What is the product name for the eyeball, I can't read the package. 
Thanks and nice job!


----------



## Guest (Jun 21, 2009)

Tumblindice said:


> What is the product name for the eyeball, I can't read the package.
> Thanks and nice job!


thank you! 
the iris is called 'animal eyes', screw-on,15 mm, brown, #634204.
the company name is 'tree house studio'. web site is : craftsetc.com ( i think- lettering on package is very, very tiny) looks like they are out of Okalhoma City. they had a smaller size too.
the ball is 'Smoothfoam'. website with same name. they are 1 1/2"; ' paint it, sand it, pin it, glue it, cut it'.
hope this helps!


----------



## Tumblindice (Aug 19, 2008)

Very much, thanks again!


----------



## Skullie (Apr 22, 2008)

creepycathy said:


> my version of eyeballs. (all supplies can be found at Hobby Lobby. if you would like these products and cannot find them, pm me.) thanx. my wordless tutorial for eyes:


creepycathy,
I thought I was the only one who had hand like the person in you step by step pictures.

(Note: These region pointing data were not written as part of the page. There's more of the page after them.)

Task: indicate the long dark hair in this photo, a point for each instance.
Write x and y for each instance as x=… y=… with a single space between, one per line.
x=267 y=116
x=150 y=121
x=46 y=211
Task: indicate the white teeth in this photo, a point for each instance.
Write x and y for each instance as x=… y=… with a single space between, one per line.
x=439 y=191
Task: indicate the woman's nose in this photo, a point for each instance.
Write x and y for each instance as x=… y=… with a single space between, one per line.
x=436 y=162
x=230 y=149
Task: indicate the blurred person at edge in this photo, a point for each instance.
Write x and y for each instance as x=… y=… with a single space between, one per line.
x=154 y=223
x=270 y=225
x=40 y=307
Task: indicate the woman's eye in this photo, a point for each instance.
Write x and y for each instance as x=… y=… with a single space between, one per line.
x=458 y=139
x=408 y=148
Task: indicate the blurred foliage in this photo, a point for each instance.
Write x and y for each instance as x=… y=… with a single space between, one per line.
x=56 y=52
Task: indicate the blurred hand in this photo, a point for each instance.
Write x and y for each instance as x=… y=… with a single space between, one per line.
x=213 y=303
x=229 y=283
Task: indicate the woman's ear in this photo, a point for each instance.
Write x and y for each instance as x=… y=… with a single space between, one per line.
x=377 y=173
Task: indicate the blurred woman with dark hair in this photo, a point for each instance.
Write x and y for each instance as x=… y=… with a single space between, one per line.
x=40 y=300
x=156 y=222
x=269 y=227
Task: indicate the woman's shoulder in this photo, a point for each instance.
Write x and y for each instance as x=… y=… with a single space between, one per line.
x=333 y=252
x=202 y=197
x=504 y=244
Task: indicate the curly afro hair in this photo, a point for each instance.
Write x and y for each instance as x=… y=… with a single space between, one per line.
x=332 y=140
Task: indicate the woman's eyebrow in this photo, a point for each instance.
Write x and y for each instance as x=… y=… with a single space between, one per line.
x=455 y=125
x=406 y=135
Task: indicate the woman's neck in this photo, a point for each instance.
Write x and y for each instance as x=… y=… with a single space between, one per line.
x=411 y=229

Half the time I don't notice the black crusted paint/paper mache/ plaster fingers until I am out in public. ( What everyone doesn't have paint splattered skin?) My husband notices it first. He says he can't take me anywhere because of it. when we have a special night out I have to ware nail polish so no body sees my stained nail.


----------



## Ghost of Spookie (Sep 28, 2008)

Thanks for sharing all the info and the pics. I'll have to pick up some of those iris packages to have on hand. I've seen supplies from taxidermy sites but can't say I've seen something as simple as these. We don't have Hobby Lobby around us so I'll have to check out some other hobby shops.


----------



## MeJayBe (Jun 22, 2009)

Very simple... very nice!


----------